Deborah Martin, a recovering addict, is also on hand to help the residents. Now the property manager at Gateways Apartments, Martin said she was homeless for six years and racked up 11 felony arrests for drugs and prostitution. But through various programs, many of which are made available to Gateways residents, she was able to get on her feet and now wants to help others.
"I can't say I walked in all of their shoes, but I've walked in some of their shoes," she said.
Anderson, who suffers from anxiety, post-traumatic stress disorder and schizophrenia, says he credits the persistence of Gina Jones, a Joshua House Community Health Center social worker, for helping him accomplish his goal of getting a home. Jones walked him through the 11-week application process.

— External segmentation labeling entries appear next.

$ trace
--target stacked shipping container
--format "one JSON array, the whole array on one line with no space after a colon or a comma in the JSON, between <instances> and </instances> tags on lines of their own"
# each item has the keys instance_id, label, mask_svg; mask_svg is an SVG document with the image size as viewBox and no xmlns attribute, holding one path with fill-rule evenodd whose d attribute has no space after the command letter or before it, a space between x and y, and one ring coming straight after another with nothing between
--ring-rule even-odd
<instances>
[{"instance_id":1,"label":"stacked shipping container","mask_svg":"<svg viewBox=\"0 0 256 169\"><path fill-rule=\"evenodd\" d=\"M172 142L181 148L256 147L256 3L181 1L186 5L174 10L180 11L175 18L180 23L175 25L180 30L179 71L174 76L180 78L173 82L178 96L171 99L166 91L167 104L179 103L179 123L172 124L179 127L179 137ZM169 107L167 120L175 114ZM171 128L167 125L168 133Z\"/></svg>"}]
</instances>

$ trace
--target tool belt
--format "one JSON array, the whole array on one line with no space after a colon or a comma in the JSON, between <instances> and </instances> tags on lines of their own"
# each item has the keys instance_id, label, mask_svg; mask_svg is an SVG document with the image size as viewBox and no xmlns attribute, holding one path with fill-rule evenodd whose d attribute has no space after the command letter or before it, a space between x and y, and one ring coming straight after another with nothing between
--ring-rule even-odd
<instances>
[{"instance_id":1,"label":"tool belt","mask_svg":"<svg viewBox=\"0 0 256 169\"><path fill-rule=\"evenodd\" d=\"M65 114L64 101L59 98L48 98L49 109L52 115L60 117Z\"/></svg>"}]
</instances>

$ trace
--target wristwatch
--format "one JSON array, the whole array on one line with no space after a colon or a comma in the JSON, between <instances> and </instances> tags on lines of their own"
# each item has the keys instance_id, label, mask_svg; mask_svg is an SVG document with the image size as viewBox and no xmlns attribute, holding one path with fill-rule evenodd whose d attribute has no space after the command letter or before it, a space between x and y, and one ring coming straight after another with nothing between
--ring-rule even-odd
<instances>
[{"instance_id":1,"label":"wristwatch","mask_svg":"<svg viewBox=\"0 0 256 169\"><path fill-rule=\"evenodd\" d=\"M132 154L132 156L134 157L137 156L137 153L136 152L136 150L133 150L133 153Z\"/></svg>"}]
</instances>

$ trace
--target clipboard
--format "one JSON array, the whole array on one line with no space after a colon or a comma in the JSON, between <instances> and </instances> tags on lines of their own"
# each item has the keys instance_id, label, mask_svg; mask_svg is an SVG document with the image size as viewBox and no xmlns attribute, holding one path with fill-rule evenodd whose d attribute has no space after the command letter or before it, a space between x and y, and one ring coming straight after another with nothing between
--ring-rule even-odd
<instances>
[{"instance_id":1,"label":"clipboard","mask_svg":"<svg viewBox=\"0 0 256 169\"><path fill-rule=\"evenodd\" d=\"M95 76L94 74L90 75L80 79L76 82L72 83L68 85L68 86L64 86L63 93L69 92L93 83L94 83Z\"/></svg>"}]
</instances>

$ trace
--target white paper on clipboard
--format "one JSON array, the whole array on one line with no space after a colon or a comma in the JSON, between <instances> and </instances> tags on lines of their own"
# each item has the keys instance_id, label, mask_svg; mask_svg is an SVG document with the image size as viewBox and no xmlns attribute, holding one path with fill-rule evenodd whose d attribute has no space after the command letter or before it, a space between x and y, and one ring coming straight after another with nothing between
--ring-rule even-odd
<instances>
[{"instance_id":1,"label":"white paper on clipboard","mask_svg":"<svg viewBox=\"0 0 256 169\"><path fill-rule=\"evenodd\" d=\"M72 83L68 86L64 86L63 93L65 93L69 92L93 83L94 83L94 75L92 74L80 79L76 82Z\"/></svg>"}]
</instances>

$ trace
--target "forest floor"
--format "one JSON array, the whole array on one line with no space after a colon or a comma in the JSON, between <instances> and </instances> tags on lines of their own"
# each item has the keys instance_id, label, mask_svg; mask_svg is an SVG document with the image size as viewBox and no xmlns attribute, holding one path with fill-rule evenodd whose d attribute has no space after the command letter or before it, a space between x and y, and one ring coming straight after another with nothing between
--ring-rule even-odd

"I thank God for her," Anderson said.
Before Anderson moved into his new pad, he said, he checked himself into UCLA Medical Center to detox his body of alcohol. He also received treatment for a cracked rib sustained in a street brawl and a head injury after a drunken associate hit him with a beer bottle when Anderson mentioned he was moving into an apartment.
"I decided I wanted to quit because this is more important than drinking," he said. "At this point in my life, I think drinking will hinder me."
Inside his studio, Anderson marveled at the silence. The night before, at his sleeping spot near the 110 Freeway, the roaring engine of 18-wheelers and passing cars was the familiar lullaby.
"It's real quiet," he said. "I'm going to get used to it."